Clinical and radiological findings: A 34-year-old female presented after a fall from an e-bike with a clinically unclear injury to the right knee, Plain film imaging was inconclusive for specific acute bony injury, although a lipo-haemarthrosis is evident. A CT scan confirmed the diagnosis of a focally impacted posterolateral tibial plateau fracture, a classical "apple bite" configuration.

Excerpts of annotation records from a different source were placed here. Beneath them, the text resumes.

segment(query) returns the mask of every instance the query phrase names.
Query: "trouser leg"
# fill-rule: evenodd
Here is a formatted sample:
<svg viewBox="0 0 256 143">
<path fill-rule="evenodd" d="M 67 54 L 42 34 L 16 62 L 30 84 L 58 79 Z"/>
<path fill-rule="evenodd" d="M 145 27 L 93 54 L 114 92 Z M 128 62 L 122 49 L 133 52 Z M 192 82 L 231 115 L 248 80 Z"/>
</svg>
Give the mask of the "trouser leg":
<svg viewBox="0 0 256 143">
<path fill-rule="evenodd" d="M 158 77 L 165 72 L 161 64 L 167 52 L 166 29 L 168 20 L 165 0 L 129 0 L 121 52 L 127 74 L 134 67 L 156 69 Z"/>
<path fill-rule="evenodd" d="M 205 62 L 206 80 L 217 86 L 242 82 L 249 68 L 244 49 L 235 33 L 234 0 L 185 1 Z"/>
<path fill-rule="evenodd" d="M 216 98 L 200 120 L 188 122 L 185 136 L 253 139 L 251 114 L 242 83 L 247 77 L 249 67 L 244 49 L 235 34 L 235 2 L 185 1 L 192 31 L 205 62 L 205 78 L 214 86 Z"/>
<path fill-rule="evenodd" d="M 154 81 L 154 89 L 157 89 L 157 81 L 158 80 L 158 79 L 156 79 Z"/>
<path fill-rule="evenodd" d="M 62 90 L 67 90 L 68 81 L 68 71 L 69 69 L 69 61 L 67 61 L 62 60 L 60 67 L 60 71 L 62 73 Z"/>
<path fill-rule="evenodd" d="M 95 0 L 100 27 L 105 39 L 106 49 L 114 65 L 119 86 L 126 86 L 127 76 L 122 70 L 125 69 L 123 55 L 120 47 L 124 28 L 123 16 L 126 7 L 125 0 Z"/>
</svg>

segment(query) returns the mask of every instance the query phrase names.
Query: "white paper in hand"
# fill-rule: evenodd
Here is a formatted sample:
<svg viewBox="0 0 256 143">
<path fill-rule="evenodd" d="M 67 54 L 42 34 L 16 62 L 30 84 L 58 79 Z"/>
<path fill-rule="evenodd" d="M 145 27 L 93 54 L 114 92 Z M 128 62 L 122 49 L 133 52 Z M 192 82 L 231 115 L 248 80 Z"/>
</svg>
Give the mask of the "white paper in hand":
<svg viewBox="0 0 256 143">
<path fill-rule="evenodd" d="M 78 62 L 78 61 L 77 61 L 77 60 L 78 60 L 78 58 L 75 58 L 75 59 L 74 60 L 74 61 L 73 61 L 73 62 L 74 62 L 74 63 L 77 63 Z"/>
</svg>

Subsequent MRI excluded commonly associated injuries such as ACL rupture, meniscal tear, or femoral chondral impression injury.
Planning remarks: The preoperative plan focused on minimally invasive restoration of posterolateral joint height to re-engage meniscus function.
Patient positioning: The patient was positioned supine with the right leg over a carbon fiber roll at the distal thigh level. Fluoroscopy was used to confirm radiological access before sterile preparation and draping.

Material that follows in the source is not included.